Na passada sexta-feira, em reunião de AM, foi discutido, e aprovado por maioria, o Orçamento Municipal de 2015 para o nosso concelho. Este instrumento político é o guião do plano de atividades para o espaço temporal do ano correspondente. As opções enunciadas, mesmo incluindo, ou não, as propostas apresentadas pelos partidos representados na AM, são da inteira responsabilidade do executivo camarário.
Analisando o documento vê-se que é, uma vez mais, um orçamento pouco ousado que se limita a um exercício técnico de “receita/despesa”, ao jeito de contas de “merceeiro”. Como disse, e muito bem, o atual deputado do BE, José Ilídio Torres - “pode-se descobrir alguma sedução na correção técnica, no rigor formal, num certo equilíbrio entre gastos e receitas e investimento, mas não existe paixão ou amor, porque não existe confiança - essa sim, a base de qualquer relação”.
Um Orçamento municipal deve-se pautar por princípios orientadores que respondam aos problemas económico-sociais prementes; que envolvam os cidadãos numa atitude de co-responsabilização nas medidas a adotar; que visem a potencialização de meios capazes de projetar o concelho na senda do desenvolvimento.
Tendo em conta a forte recessão que o país atravessa, resultado das gravosas medidas de austeridade prescritas por este desastroso governo, e considerando que o poder autárquico tem a responsabilidade política de estar atento aos iminentes conflitos sociais gerados por estas situações, era de esperar um orçamento social com um programa de emergência capaz de responder ao quadro depressivo do desemprego, da precariedade laboral, dos cortes salariais, que para muitas famílias residentes no concelho já atinge a situação calamitosa de pobreza e fome.

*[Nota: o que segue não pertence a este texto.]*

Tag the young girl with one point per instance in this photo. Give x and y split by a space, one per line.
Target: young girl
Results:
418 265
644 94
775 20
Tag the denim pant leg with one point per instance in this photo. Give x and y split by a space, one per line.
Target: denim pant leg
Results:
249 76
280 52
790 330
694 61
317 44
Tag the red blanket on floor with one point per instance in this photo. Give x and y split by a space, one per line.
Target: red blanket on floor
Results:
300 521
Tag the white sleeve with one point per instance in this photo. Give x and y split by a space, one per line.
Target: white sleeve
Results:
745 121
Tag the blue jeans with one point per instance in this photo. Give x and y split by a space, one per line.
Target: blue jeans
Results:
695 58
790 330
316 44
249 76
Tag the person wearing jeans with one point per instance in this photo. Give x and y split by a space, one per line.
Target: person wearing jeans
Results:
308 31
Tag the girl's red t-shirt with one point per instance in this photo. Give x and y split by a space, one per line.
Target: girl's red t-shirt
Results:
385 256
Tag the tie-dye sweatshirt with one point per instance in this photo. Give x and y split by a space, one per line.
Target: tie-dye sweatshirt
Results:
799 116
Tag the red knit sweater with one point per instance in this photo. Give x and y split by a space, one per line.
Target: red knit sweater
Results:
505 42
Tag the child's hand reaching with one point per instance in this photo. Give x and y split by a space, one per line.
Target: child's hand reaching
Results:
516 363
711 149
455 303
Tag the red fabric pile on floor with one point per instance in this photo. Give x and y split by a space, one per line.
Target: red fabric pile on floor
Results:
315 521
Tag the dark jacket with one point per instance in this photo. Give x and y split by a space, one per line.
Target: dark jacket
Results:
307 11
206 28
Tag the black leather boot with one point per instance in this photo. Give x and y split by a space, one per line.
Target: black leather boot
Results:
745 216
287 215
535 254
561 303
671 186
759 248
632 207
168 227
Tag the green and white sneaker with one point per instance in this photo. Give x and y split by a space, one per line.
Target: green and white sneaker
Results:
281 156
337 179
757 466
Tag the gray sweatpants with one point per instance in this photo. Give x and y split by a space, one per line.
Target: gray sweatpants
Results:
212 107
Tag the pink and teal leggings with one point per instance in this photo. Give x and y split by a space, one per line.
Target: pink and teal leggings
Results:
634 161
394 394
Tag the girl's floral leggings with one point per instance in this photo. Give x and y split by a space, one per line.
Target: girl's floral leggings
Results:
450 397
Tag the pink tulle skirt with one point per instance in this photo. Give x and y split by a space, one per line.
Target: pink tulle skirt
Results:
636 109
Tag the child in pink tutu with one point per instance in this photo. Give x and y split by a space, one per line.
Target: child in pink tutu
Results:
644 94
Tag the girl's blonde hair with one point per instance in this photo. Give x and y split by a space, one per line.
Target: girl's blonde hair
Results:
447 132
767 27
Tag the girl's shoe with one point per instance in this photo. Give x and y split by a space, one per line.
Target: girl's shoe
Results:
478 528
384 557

Como também disse José Ilídio, no seu discurso na AM, “não é de “coisas” que falamos, mas de gente de carne e osso, mais osso, que tem filhos em idade escolar, que precisa de os alimentar, de adquirir livros e vestuário”.
Por outro lado, compete à edilidade promover a participação pública nas decisões que a todos diz respeito. Exige-se, cada vez mais, a criação de condições para o uso da cidadania, envolvendo os munícipes nas deliberações políticas do município. Esperava-se a institucionalização de um orçamento participativo que salvaguarde a prática de uma democracia transparente e de vontade popular. É legítimo aceitar que quem ganha eleições deva governar segundo o seu programa, mas não é legítimo fazer dos cidadãos uns simples depositários de votos aquando dos atos eleitorais. A democracia não é uma palavra vã para uso de conveniência, é uma construção permanente em nome dos valores que a sustentam. É tempo de democratizar a democracia.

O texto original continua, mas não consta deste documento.